Phase 1 – fast, atomic close (CloseChannel)
Removes the channel from every open-channel view (writes the close
summary, moves the record to the closed-channel bucket, clears the
in-memory state). A small sentinel key is written into the channel
bucket and an entry is added to a new pendingChanCleanupBucket so
the node can always resume Phase 2 after a restart. The total data
written is O(1) regardless of channel history.

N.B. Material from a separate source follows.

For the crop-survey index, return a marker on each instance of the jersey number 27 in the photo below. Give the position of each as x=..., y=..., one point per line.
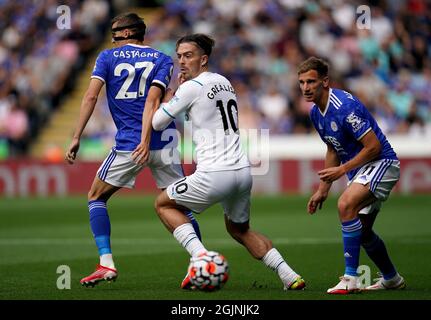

Phase 2 – incremental bulk deletion (PurgeClosedChannelData)
Deletes revocation log entries and forwarding packages in small batches
(DefaultPurgeBatchSize = 500 per transaction), then removes the
channel bucket entirely and deregisters the cleanup task. Each batch
holds the write-lock only for a short window, keeping the node
responsive throughout.

Restart safety
At startup, server.go calls FetchChannelsPendingCleanup and spawns
a goroutine for each outstanding channel to drive Phase 2 to
completion, so no cleanup task can be permanently lost.

Zombie-bucket guards
fetchChanInfo now returns the new ErrChannelPendingCleanup sentinel
when a channel bucket exists but lacks its info key (Phase 2 in
progress). The three open-channel scan paths (fetchNodeChannels,
FetchPermAndTempPeers, channelScanner) each skip such buckets
rather than surface an error to callers.

Commits

  1. channeldb: introduce ChannelCloser interface for two-phase cleanup
  2. channeldb: split CloseChannel into two phases to reduce DB lock pressure
  3. server: resume pending channel data purges at startup
  4. channeldb: add tests for two-phase close and pending cleanup

Test plan

  • go test ./channeldb/... -run TestCloseChannel — three new unit tests covering Phase 1 scan guards, Phase 2 batch deletion, and cleanup persistence across restart
  • go test ./channeldb/... -run TestChannelStateTransition — existing test updated to drive Phase 2 before asserting revlog deletion
  • make lint passes

Define a backend-agnostic interface for the channel close lifecycle.
The interface deliberately splits close into two phases to avoid
holding a single large write lock on SQLite/Postgres KV-over-SQL
backends, where bulk cascade-deletes inside one transaction can stall
all other writers for seconds:

  - CloseChannel (Phase 1): fast, atomic — writes the close summary,
    archives channel state, updates the outpoint index, deletes the
    small per-channel keys, and registers a cleanup task.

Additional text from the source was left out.